29. Use a credit card or debit card for small business expenses where possible to cut down on ‘lost’ cash expenses. You can also use the credit card statement as a reminder of where you went and what you did ( but make sure pay the balance off every month by direct debit ). There is a little extra bookkeeping involved but it should be worth it even in the short term.
30. If you are made redundant from an Irish business that employs you, you can take a tax free redundancy lump sum depending on your earnings and on your length of service with the company.
31. Can you borrow money to invest in a company? You can reclaim the interest against your taxable income.
32. Tuition fees paid to colleges are tax reclaimable, for example if you do further job-related study.
33. Stamp duty is deductible when selling an investment property e.g. if you have rental property which you later sell. The Stamp Duty you paid on buying the property ( plus all other expenses like solicitors fees, architects fees, estate agent fees ) can be deducted before calculating the taxable gain.
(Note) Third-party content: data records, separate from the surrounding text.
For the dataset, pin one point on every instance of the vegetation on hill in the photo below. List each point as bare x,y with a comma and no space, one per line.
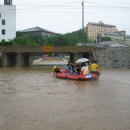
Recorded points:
72,38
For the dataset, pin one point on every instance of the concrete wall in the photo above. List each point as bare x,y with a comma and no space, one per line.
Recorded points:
113,57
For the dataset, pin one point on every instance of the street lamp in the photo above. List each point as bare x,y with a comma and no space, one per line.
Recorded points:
83,38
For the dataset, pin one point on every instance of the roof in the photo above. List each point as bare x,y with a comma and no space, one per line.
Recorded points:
100,24
37,29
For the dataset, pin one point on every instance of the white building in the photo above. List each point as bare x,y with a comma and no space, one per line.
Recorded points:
7,21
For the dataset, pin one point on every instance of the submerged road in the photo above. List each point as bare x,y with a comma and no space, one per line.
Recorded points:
33,99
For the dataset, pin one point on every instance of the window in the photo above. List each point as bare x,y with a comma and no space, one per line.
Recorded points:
3,31
3,21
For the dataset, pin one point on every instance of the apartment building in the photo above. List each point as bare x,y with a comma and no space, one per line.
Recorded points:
7,21
93,29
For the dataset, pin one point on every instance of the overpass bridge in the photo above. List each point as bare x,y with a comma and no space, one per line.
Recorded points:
18,56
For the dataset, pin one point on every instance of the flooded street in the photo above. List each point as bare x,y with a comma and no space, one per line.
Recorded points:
33,99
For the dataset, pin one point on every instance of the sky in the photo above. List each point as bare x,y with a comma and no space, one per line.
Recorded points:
64,16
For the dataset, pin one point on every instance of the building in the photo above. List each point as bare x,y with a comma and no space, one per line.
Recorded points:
7,21
38,31
119,36
93,29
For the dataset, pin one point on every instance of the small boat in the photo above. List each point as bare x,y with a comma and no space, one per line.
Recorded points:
64,75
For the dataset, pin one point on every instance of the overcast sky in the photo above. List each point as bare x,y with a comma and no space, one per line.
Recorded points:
63,16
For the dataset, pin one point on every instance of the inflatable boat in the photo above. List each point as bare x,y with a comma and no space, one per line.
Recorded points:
64,75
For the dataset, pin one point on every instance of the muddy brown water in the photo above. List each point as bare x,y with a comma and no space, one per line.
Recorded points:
33,99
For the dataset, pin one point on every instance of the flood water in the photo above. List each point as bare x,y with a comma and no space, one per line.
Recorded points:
33,99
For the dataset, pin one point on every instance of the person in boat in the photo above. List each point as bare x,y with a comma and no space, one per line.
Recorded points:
67,68
94,68
85,69
72,68
78,69
56,70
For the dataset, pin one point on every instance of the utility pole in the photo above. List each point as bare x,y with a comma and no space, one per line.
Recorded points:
83,40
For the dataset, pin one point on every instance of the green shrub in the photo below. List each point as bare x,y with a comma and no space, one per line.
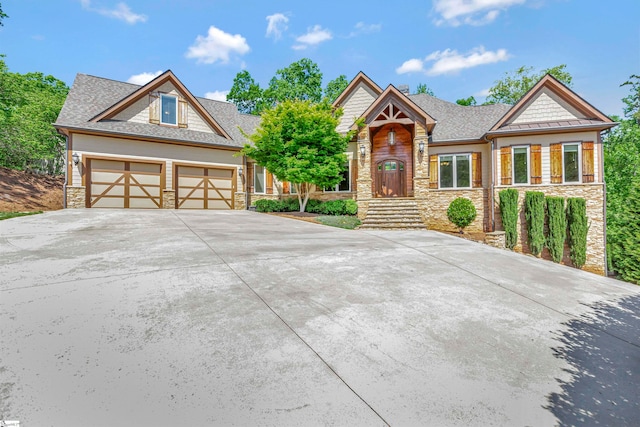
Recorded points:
290,204
351,207
557,225
461,212
509,211
267,205
313,206
534,215
626,247
577,226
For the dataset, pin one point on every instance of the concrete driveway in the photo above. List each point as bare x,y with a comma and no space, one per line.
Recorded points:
237,318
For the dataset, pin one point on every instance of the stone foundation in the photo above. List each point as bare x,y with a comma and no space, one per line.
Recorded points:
594,196
168,199
76,197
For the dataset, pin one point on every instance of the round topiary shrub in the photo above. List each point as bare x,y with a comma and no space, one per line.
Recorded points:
461,212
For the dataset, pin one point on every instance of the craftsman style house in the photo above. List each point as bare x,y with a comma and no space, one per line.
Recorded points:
158,146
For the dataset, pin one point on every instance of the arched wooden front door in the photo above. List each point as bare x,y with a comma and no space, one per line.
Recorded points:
391,178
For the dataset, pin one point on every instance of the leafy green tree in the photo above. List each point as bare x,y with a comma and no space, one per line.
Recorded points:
297,142
466,101
301,80
423,88
246,94
29,104
335,87
513,86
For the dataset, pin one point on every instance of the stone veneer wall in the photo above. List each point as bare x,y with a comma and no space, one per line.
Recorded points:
76,197
594,196
434,208
168,199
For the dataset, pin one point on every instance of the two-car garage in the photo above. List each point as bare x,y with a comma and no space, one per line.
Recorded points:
126,183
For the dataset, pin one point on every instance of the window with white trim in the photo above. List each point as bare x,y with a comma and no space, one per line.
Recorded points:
520,163
169,109
455,170
571,164
259,179
345,184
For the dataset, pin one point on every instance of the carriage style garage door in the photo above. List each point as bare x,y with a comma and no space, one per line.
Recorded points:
124,184
204,187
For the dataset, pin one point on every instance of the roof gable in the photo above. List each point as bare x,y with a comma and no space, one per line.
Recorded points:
164,81
392,106
550,101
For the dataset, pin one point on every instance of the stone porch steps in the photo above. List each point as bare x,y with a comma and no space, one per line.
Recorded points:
393,214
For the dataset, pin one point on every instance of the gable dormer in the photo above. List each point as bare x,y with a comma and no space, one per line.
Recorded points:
164,101
355,99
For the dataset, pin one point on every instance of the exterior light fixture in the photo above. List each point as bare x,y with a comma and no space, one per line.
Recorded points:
391,137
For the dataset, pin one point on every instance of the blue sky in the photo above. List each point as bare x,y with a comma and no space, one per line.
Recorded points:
457,47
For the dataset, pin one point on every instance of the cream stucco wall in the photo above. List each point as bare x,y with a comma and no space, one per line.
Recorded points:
91,145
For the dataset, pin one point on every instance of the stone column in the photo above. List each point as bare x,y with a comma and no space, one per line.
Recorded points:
364,181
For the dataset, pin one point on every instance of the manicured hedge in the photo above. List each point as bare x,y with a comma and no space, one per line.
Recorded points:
557,227
509,211
577,227
534,215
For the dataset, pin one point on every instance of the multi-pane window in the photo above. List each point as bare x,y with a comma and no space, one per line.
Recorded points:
345,184
455,171
571,162
520,165
259,179
169,111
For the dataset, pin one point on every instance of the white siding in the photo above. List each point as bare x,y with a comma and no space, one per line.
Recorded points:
139,112
156,151
354,105
546,107
545,141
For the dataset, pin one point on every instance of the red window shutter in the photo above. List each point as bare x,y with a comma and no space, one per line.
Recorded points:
183,111
536,164
587,162
505,166
476,169
250,177
556,163
433,171
154,108
269,183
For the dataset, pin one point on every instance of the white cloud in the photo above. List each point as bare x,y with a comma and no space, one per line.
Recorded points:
121,12
143,78
217,46
217,95
277,23
451,62
411,66
315,35
471,12
362,28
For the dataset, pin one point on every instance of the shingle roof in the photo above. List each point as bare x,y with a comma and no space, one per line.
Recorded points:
89,96
459,122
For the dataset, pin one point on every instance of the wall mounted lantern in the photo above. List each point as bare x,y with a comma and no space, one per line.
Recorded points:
391,137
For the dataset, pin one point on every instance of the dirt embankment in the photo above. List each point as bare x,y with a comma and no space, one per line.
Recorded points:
22,191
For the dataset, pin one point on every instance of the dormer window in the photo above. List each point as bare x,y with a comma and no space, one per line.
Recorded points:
169,110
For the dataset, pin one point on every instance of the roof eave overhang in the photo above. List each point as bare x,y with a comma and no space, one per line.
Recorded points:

34. If you are over 55 years and have worked in a business for over 10 yeas then the sale of the business if exempt from Capital Gains Tax for sums of up to €750,000. This exemption applies to spouses and each spouse has a separate €750,000 exemption. This exemption was reduced in a recent budget for taxpayers over 65 so it is advisable to check closely what the limit is, as with many of the tax tips here.
35. Make sure if you do get a gift or inheritance that you take all deductions to minimise Capital Acquisitions Tax.
36. If you are transferring property, you can delay signing the contract thereby avoiding Stamp Duty indefinitely.